You typically combine Kotlin collections, coroutines, and Flow by using:
- collections for in-memory data
- coroutines for concurrency / async work
- Flow for asynchronous streams of values
Basic idea
If you have a collection:
val ids = listOf(1, 2, 3, 4, 5)
You can turn it into a Flow:
val idFlow = ids.asFlow()
Then process each item asynchronously using Flow operators:
import kotlinx.coroutines.*
import kotlinx.coroutines.flow.*
fun main() = runBlocking {
val ids = listOf(1, 2, 3, 4, 5)
ids.asFlow()
.map { id ->
fetchUser(id)
}
.collect { user ->
println(user)
}
}
suspend fun fetchUser(id: Int): String {
delay(500)
return "User $id"
}
Here:
asFlow() converts the collection into a Flow
map { } applies a suspending transformation
collect { } starts the flow and consumes results
Sequential asynchronous processing
By default, Flow processes elements sequentially:
ids.asFlow()
.map { id ->
fetchUser(id)
}
.collect { user ->
println(user)
}
Even though fetchUser is suspending, each item is processed one after another.

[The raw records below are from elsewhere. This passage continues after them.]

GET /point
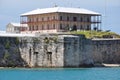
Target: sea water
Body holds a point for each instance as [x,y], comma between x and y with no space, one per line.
[60,74]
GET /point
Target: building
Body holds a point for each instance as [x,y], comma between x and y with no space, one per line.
[16,27]
[61,19]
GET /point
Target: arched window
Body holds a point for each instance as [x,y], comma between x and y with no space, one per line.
[67,18]
[60,26]
[48,27]
[53,26]
[60,18]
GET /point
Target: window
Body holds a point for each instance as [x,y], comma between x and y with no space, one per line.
[53,17]
[48,27]
[60,26]
[74,18]
[49,56]
[48,18]
[33,28]
[81,27]
[53,26]
[36,27]
[60,18]
[81,19]
[30,28]
[29,20]
[36,19]
[88,27]
[42,19]
[88,19]
[67,18]
[42,27]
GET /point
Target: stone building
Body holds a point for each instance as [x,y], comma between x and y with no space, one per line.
[61,19]
[15,27]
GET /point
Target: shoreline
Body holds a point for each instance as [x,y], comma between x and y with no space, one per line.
[103,65]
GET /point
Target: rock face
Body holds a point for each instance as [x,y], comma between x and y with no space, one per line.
[10,53]
[58,51]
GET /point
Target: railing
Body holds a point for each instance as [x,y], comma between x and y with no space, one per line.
[92,21]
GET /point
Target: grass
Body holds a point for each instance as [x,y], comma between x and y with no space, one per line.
[97,34]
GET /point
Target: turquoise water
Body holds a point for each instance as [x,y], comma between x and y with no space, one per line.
[61,74]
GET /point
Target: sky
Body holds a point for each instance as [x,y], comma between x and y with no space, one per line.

Concurrent processing with flatMapMerge
If you want to process multiple items concurrently, use flatMapMerge:
import kotlinx.coroutines.*
import kotlinx.coroutines.flow.*
fun main() = runBlocking {
val ids = listOf(1, 2, 3, 4, 5)
ids.asFlow()
.flatMapMerge(concurrency = 3) { id ->
flow {
emit(fetchUser(id))
}
}
.collect { user ->
println(user)
}
}
suspend fun fetchUser(id: Int): String {
delay(500)
return "User $id"
}
This allows up to 3 items to be processed at the same time.
Note: flatMapMerge may emit results out of the original order.
Keeping order while doing concurrent work
If you need concurrency but want results in the original order, you can use async with a collection:
import kotlinx.coroutines.*
fun main() = runBlocking {
val ids = listOf(1, 2, 3, 4, 5)
val users = ids.map { id ->
async {
fetchUser(id)
}
}.awaitAll()
println(users)
}
suspend fun fetchUser(id: Int): String {
delay(500)
return "User $id"
}
awaitAll() returns results in the same order as the original list.
Filtering and transforming Flow values
You can use familiar collection-like operators:
ids.asFlow()
.filter { id ->
id % 2 == 0
}
.map { id ->
fetchUser(id)
}
.collect { user ->
println(user)
}
This is similar to collection processing, but it supports suspending operations.
Collecting a Flow back into a collection
If you need a List again:
val users: List<String> = ids.asFlow()
.map { id -> fetchUser(id) }
.toList()
Because toList() collects the flow, it must be called from a coroutine or suspend function.
Using flowOn for background work
You can move upstream processing to a dispatcher:
import kotlinx.coroutines.*
import kotlinx.coroutines.flow.*
fun main() = runBlocking {
val ids = listOf(1, 2, 3, 4, 5)
ids.asFlow()
.map { id ->
fetchUser(id)
}
.flowOn(Dispatchers.IO)
.collect { user ->
println(user)
}
}
This is useful for I/O-bound work such as network or database calls.
Handling errors
Use catch to handle exceptions from upstream operators:
ids.asFlow()
.map { id ->
fetchUser(id)
}
.catch { error ->
emit("Fallback user because of: ${error.message}")
}
.collect { user ->
println(user)
}
Example: process URLs asynchronously
import kotlinx.coroutines.*
import kotlinx.coroutines.flow.*
fun main() = runBlocking {
val urls = listOf(
"https://example.com/a",
"https://example.com/b",
"https://example.com/c"
)
val results = urls.asFlow()
.flatMapMerge(concurrency = 2) { url ->
flow {
val content = download(url)
emit(url to content.length)
}
}
.toList()
println(results)
}
suspend fun download(url: String): String {
delay(1_000)
return "Content from $url"
}
When to use what
| Need |
Use |
| Simple in-memory transformation |
Collection operators: map, filter |
| Suspending work per item, sequential |
asFlow().map { suspendCall() } |
| Suspending work per item, concurrent |
flatMapMerge |
| Concurrent work while preserving order |
map { async { ... } }.awaitAll() |
| Continuous stream of values |
Flow |
| Convert Flow back to List |
toList() |
In short:
val results = items.asFlow()
.filter { shouldProcess(it) }
.flatMapMerge(concurrency = 4) { item ->
flow {
emit(processAsync(item))
}
}
.toList()
That pattern is a good starting point for asynchronous collection processing with Kotlin coroutines and flows.